Market consolidation

In anticipation of the Chinese ghost month of August, the market moved within a tight range last week. The ghost month, which is from Aug. 3 to 31 this year, is believed to attract more bad luck than good.

Interestingly, the local market indeed experienced bad fortunes in the same month the past few years.

However, given the market fundamentals that are slowly unfolding here and abroad, the market’s inability in the past two weeks to advance can be construed as the start of an awaited consolidation.

When the market entered the third week of January this year, the market immediately stumbled to its 52-week low of 6,084.28. The market strengthened thereafter, only to be interrupted in the last week of March. By May, the market was down to 6,991.87.

The local bourse then resumed its climb to finally close last at 7,963.11 last week.

Notice the market is immediately able to gain 1,000 points in two months or less to offset an earlier loss of 400 to 700 points.  This indicates the market is very strong and robust as it reflects the presence of enough interest from investors, both local and foreign.

However, the market’s climb had always been disrupted by sell-offs—apparently to protect earned profits—that, in turn, have rendered the market volatile and soft.

There are two major circumstances holding back the bourse’s performance lately. The first was the liquidity brought in by the two recent initial public offerings (IPOs): Golden Haven Memorial Park and Cemex Holdings Philippines Inc.

The former was a relatively small issue of less than P1 billion. The latter, held barely two weeks ago, was about P25 billion.

Contributing to the present market predilection to be volatile on the downside is the serious concern on valuations.  Based on last week’s pricing, the various sectors of the market showed relative high valuations.

The market benchmark index or PSEi, for instance, have a price-earnings ratio (PER) of no less than 22x.  In other words, the average price multiple of the 30-component stocks of the PSEi is at least 22 times their earnings.

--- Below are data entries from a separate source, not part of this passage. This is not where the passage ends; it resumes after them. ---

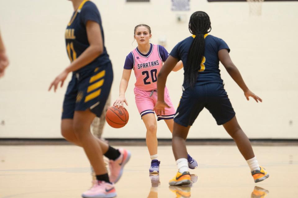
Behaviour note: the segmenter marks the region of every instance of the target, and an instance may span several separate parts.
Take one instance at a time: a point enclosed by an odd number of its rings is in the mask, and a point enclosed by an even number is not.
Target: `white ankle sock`
[[[153,155],[150,156],[150,158],[151,158],[151,160],[157,160],[157,157],[158,157],[158,154],[156,154],[155,155]]]
[[[254,157],[251,159],[246,160],[248,166],[251,169],[251,170],[252,171],[255,170],[260,170],[260,166],[255,157]]]
[[[180,158],[176,161],[176,164],[178,171],[181,173],[186,171],[188,171],[188,162],[187,159],[185,158]]]

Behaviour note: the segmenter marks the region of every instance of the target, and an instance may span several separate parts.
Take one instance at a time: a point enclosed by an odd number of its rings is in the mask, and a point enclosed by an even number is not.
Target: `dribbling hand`
[[[62,87],[62,86],[63,86],[63,83],[64,82],[64,81],[65,80],[66,77],[67,77],[68,75],[68,73],[66,71],[63,71],[62,73],[59,74],[58,76],[56,77],[56,78],[55,78],[54,81],[52,82],[52,83],[51,83],[51,85],[50,85],[50,87],[49,87],[48,91],[50,91],[51,89],[52,88],[52,87],[54,86],[54,92],[56,92],[56,90],[57,89],[57,88],[58,86],[58,84],[59,84],[60,82],[61,82],[60,87]]]
[[[155,106],[153,109],[153,110],[155,111],[157,113],[158,115],[165,115],[165,108],[166,107],[170,108],[170,106],[164,101],[161,102],[158,101],[156,103]]]
[[[263,101],[260,98],[251,92],[251,91],[249,90],[244,92],[244,95],[245,96],[245,97],[246,98],[246,99],[247,100],[249,100],[249,97],[252,97],[255,99],[255,100],[257,103],[259,102],[258,101],[260,101],[261,102],[262,102]]]
[[[120,107],[120,105],[122,106],[122,107],[124,107],[124,103],[125,103],[127,105],[128,105],[128,103],[127,103],[127,101],[126,101],[126,99],[125,98],[125,96],[120,96],[118,99],[114,102],[113,105],[115,107],[118,106],[118,108]]]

The sector that has the highest pricing multiple is the service sector.  Its component stocks are trading at an average 27.19x. By comparison, the poorly performing mining and oil sector is at 26.33x.

It is also interesting to note that despite the market’s generally high valuation, it continues to be active and strong. Average daily trading volume and value turnover have improved, especially for big ticket items.

For a time now, average daily value turnover has been at the P10 billion level.  Should this continue until end-August, and with foreign investors acting more as net buyers, it is very likely the market will rally immediately after.

Sadly, the rally may not last long.  Considering the market’s episodes of run-ups and sell-offs since the start of the year, the market may need more than a daily average value turnover of P10 billion. It may take until the end of the year for the market to reach a bigger average daily value turnover. By then, the present administration may have already rolled out its economic plans and programs.

In view of these considerations, the market’s consolidation may take the whole of the third quarter; and a possible run all the way to October.